The observations based upon any test that happened can be an experiment for reading the changes in value and can be noted to vary between a range. The value for each experiment may not be identical. These values may be reported to be within a range of numbers. Thus, the content may not be helpful for all the scenarios. Few observations work on the field, but not all.
In the statistical domain, the observation can be any set of values regardless of the experiment. Few scenarios can be the height of people, marks of students, sales value per month, and many more. Therefore, it becomes difficult to get all the deals and note them. Missing out values can make a serious issue. Hence, the concept leads to the origin of a new variable denoting this unique value such that it represents the overall observation.
The arithmetic mean was introduced to be a value that can represent the overall data for the taken observation. Supporting the experiment, one can easily find the value representing the observed values as a whole.
Arithmetic Mean between two numbers
Assume that a sample experiment takes place such that the observed values are in a given range. Suppose a total of m readings were noted and analysed. The lessons can have different values, wherein few can be repeated. Now, the term mean denotes the overall experiment as a whole. Thus, we can find the mean for the whole lot as one to represent.
The experiment had two readings, and the values can be unique or repeated depending on our experiment type. Suppose the different values are m1 and m2.
Now, the mean will represent the overall data from the experiment carried out.
What is the meaning? A simple question arises at this point. The answer to this question is the overall representation of data. Now, this is the definition we know from the above analysis. The mean is computed from the data by taking the average for each entry to the exact value. The Mean can be said to be the mid-value. The total deviation tends to zero from this unique represented value for the overall data. This calculation is similar to finding out the average for any set of values for any test.
When we find the average, we initially observe the values we have from the experiment. These different values can be added together to get a single deal. This summation of the observation is considered for finding out the mean to represent as a whole. Now, this value is divided by the total number of observed values to get the average value for the experiment. This value represents the whole lot uniquely, known as the mean for any given data. The arithmetic mean represents the mean for the given arithmetic observations.
Thus, one can say that,
Arithmetic Mean =(m1+m2)/2
Where,
The different observations are m1 and m2
And two represents the number of values we noted from experimenting.

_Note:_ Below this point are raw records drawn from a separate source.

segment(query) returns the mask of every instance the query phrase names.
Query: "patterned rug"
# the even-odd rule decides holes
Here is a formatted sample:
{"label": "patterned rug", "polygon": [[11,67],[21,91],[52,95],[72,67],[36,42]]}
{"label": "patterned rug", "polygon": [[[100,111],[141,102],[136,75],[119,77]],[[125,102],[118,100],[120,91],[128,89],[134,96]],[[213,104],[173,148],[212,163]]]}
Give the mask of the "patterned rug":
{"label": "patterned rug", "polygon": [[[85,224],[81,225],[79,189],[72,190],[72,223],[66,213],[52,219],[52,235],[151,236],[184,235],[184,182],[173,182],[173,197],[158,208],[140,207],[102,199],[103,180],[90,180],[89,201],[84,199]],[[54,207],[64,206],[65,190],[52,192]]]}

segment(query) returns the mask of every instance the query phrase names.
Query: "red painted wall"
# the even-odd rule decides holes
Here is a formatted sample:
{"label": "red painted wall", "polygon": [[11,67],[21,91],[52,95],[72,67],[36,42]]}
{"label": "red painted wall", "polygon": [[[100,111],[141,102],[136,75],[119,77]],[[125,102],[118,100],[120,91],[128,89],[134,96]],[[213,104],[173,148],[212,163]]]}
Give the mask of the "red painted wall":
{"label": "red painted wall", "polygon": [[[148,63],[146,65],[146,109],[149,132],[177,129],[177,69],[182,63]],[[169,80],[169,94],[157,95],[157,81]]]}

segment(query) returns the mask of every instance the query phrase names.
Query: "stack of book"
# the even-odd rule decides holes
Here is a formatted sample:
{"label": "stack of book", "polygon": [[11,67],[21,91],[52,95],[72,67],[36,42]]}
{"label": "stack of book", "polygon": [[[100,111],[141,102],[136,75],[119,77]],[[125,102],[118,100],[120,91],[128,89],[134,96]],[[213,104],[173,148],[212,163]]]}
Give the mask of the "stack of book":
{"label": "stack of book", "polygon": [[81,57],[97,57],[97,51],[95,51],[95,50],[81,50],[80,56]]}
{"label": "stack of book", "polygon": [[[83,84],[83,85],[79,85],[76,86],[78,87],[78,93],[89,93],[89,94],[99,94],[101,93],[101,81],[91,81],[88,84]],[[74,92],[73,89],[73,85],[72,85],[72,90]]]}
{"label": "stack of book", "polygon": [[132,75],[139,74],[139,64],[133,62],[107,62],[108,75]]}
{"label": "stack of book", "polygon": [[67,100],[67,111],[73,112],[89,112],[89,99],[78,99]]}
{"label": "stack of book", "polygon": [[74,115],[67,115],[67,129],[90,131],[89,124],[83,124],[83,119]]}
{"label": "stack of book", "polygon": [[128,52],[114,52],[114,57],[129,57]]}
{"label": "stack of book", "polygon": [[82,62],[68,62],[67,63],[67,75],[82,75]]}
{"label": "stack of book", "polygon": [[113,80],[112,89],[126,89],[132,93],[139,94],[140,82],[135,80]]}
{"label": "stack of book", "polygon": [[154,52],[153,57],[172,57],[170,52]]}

This formula can be used on any set of observations for a sample experiment. Statistics uses this in different domains to carry out the representation of the central tendency. This is the most prominent formula for evaluating a value to represent the overall experiment as a whole.
Example
An experiment was carried out based on the reaction of two different compounds in the liquid form. The diluted compound was reacted with each other to observe the reading for the changes to occur based on the amount of reactant required. The two observations came out to be 5.6ml and 6.2ml. The amount of the reactant necessary for the whole reaction can be represented using the arithmetic mean for the given experiment.

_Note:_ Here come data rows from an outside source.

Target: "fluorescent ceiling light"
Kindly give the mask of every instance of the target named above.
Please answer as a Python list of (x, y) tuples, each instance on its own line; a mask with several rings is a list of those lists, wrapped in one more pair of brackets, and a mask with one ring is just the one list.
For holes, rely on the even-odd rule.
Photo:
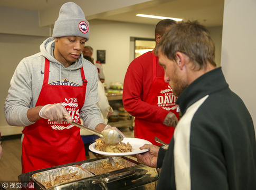
[(136, 15), (137, 16), (141, 16), (141, 17), (145, 17), (147, 18), (158, 18), (158, 19), (172, 19), (176, 21), (181, 21), (182, 19), (181, 18), (172, 18), (172, 17), (167, 17), (165, 16), (154, 16), (154, 15), (144, 15), (142, 14), (138, 14)]

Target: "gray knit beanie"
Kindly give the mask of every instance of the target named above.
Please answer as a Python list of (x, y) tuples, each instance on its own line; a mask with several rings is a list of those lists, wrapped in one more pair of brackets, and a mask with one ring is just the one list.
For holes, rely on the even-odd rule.
[(89, 34), (89, 22), (81, 8), (73, 2), (63, 5), (55, 22), (52, 37), (80, 36), (86, 38), (88, 41)]

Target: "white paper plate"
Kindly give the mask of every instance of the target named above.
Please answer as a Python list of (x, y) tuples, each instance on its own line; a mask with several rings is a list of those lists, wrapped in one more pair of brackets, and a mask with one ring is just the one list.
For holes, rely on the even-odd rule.
[(93, 142), (89, 146), (89, 149), (93, 153), (97, 153), (103, 156), (129, 156), (134, 155), (137, 154), (140, 154), (145, 153), (148, 151), (148, 149), (140, 150), (139, 147), (142, 147), (145, 144), (152, 145), (152, 143), (146, 140), (141, 139), (137, 138), (124, 138), (122, 142), (127, 144), (127, 142), (131, 145), (132, 149), (131, 152), (129, 153), (108, 153), (103, 151), (98, 150), (95, 147), (95, 143)]

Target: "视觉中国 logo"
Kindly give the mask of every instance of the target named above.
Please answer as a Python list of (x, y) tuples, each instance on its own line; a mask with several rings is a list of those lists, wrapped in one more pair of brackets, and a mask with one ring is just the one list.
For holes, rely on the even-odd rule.
[(80, 22), (79, 23), (79, 30), (80, 30), (81, 32), (82, 32), (83, 33), (86, 33), (87, 32), (88, 32), (88, 25), (87, 23), (84, 22), (84, 21), (82, 21)]

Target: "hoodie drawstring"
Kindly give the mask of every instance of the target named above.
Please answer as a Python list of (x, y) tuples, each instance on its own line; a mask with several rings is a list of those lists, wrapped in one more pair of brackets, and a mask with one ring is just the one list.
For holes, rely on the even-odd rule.
[(60, 85), (61, 85), (61, 65), (60, 64)]
[(71, 80), (70, 79), (70, 73), (71, 72), (71, 70), (69, 70), (69, 86), (70, 86), (70, 81)]

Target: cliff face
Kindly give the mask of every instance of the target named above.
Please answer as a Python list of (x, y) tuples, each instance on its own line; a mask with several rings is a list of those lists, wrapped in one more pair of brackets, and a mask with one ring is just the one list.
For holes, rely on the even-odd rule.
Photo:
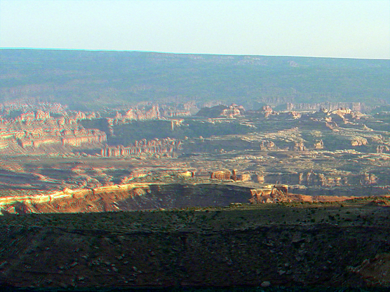
[(287, 106), (288, 111), (294, 110), (317, 111), (323, 108), (335, 110), (341, 108), (349, 108), (352, 111), (361, 112), (366, 108), (365, 104), (361, 102), (319, 102), (317, 103), (297, 103), (295, 104), (288, 103)]
[(106, 146), (101, 150), (104, 157), (131, 156), (141, 153), (165, 154), (172, 156), (174, 153), (181, 149), (181, 141), (176, 139), (154, 139), (147, 141), (145, 139), (136, 141), (128, 147), (122, 145)]
[(8, 153), (34, 152), (43, 145), (79, 147), (101, 145), (107, 141), (106, 134), (97, 129), (85, 129), (78, 122), (83, 113), (54, 118), (43, 111), (29, 112), (14, 118), (1, 119), (0, 149)]

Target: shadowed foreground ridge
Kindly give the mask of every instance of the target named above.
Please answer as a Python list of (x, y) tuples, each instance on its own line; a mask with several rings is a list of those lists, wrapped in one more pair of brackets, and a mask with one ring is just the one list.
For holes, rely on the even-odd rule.
[(47, 288), (388, 287), (388, 208), (361, 200), (3, 216), (0, 279)]

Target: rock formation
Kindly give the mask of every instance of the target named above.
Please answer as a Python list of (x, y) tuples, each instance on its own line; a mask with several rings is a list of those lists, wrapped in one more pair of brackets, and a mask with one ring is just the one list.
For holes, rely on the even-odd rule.
[(181, 149), (180, 140), (166, 138), (146, 140), (146, 139), (136, 141), (128, 147), (122, 145), (106, 147), (101, 150), (103, 157), (129, 156), (142, 153), (167, 154), (172, 156)]

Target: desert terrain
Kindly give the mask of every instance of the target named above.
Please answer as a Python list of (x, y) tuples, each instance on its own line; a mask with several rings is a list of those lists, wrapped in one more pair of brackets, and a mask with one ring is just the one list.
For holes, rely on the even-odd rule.
[[(149, 79), (132, 75), (124, 88), (104, 61), (94, 65), (106, 69), (98, 75), (87, 66), (23, 79), (21, 68), (36, 63), (18, 63), (15, 53), (1, 55), (1, 285), (390, 286), (390, 100), (388, 84), (378, 81), (388, 62), (332, 67), (298, 58), (292, 67), (285, 57), (140, 54), (118, 70), (128, 76), (144, 63)], [(59, 54), (46, 53), (52, 60)], [(44, 56), (34, 62), (70, 69), (77, 62), (69, 56), (66, 64)], [(196, 78), (176, 79), (186, 66)], [(356, 68), (368, 89), (350, 85)], [(249, 74), (221, 89), (229, 68), (268, 77)], [(316, 79), (323, 91), (306, 91), (324, 70), (351, 80), (330, 93), (327, 76)], [(282, 90), (279, 71), (293, 88)], [(307, 74), (301, 83), (299, 72)], [(219, 83), (202, 79), (210, 74)], [(193, 77), (184, 97), (181, 82)], [(255, 90), (258, 81), (264, 86)]]

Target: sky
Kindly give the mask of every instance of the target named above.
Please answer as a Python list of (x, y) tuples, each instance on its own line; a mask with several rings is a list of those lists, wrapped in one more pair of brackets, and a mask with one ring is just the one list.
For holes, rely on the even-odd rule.
[(0, 0), (0, 47), (390, 58), (390, 0)]

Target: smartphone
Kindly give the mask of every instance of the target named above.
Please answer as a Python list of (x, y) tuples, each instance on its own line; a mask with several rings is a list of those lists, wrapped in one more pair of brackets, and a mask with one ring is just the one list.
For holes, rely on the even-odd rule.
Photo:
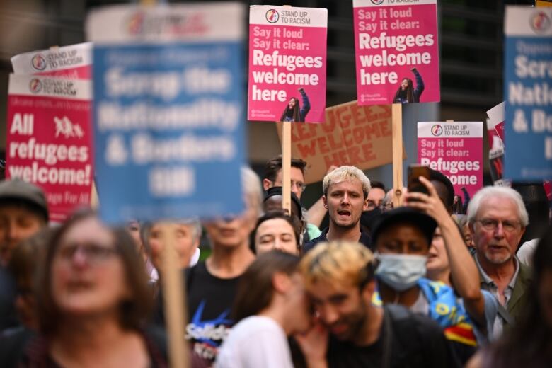
[(430, 180), (430, 167), (422, 165), (410, 165), (408, 166), (408, 192), (419, 192), (429, 194), (427, 188), (420, 181), (420, 176)]

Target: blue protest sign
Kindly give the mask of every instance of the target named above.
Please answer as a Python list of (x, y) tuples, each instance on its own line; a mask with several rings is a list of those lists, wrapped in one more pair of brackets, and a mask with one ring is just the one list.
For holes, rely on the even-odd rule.
[(243, 15), (231, 3), (116, 6), (89, 15), (105, 221), (243, 210)]
[(507, 6), (505, 177), (552, 178), (552, 8)]

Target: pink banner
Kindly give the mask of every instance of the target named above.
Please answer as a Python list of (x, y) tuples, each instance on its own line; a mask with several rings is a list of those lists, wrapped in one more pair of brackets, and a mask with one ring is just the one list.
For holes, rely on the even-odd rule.
[(390, 2), (353, 0), (359, 104), (438, 102), (437, 0)]
[(327, 23), (326, 9), (251, 6), (248, 120), (324, 122)]
[(418, 161), (446, 175), (461, 195), (483, 187), (483, 122), (418, 123)]
[(6, 177), (41, 187), (62, 222), (90, 203), (91, 82), (11, 74), (8, 93)]

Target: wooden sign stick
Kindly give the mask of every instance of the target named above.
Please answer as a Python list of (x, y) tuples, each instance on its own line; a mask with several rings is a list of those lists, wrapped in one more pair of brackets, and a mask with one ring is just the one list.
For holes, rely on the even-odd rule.
[[(141, 0), (140, 4), (142, 6), (153, 6), (156, 5), (157, 1)], [(174, 246), (176, 236), (173, 224), (163, 224), (161, 239), (164, 246), (161, 253), (163, 269), (161, 270), (161, 281), (168, 338), (168, 362), (171, 368), (188, 368), (190, 367), (190, 349), (184, 338), (184, 316), (188, 313), (185, 310), (183, 277), (176, 265), (176, 251)]]
[(163, 224), (161, 231), (163, 246), (161, 281), (168, 337), (168, 360), (172, 368), (185, 368), (190, 367), (190, 350), (184, 339), (185, 316), (187, 314), (185, 293), (183, 276), (176, 262), (175, 224)]
[[(284, 5), (291, 8), (291, 5)], [(282, 122), (282, 208), (292, 214), (292, 122)]]
[(403, 105), (391, 106), (391, 132), (393, 137), (393, 205), (398, 207), (403, 196)]
[(282, 208), (292, 213), (292, 122), (282, 130)]

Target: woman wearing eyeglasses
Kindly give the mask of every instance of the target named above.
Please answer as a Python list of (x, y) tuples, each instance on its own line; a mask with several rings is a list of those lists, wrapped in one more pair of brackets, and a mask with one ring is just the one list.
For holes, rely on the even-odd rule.
[(47, 244), (35, 293), (40, 333), (19, 367), (166, 366), (163, 334), (144, 330), (153, 297), (125, 229), (91, 213), (69, 220)]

Thus, the observation is for the amount of reactant required. Now, using the definition, we compute the summation of the values.
Hence, Summation = 5.6+6.2=11.8ml
Now, the mean of the given set of the experiment can be computed,
Mean=SummationNumber of observation=11.82=5.9ml
Thus, the overall experiment can be denoted by a single value showing the amount of reactant required for the reaction to show the changes.
Conclusion
The arithmetic mean of different observations for any set of tests or experiments can represent the whole as one valued observation. This value can be part of the experimental observations or a unique value for the investigation. Depending on the number and weight of the words, the mean can have different values.
Note that if we add or subtract a value from the observation, the mean value deviates from the computed value.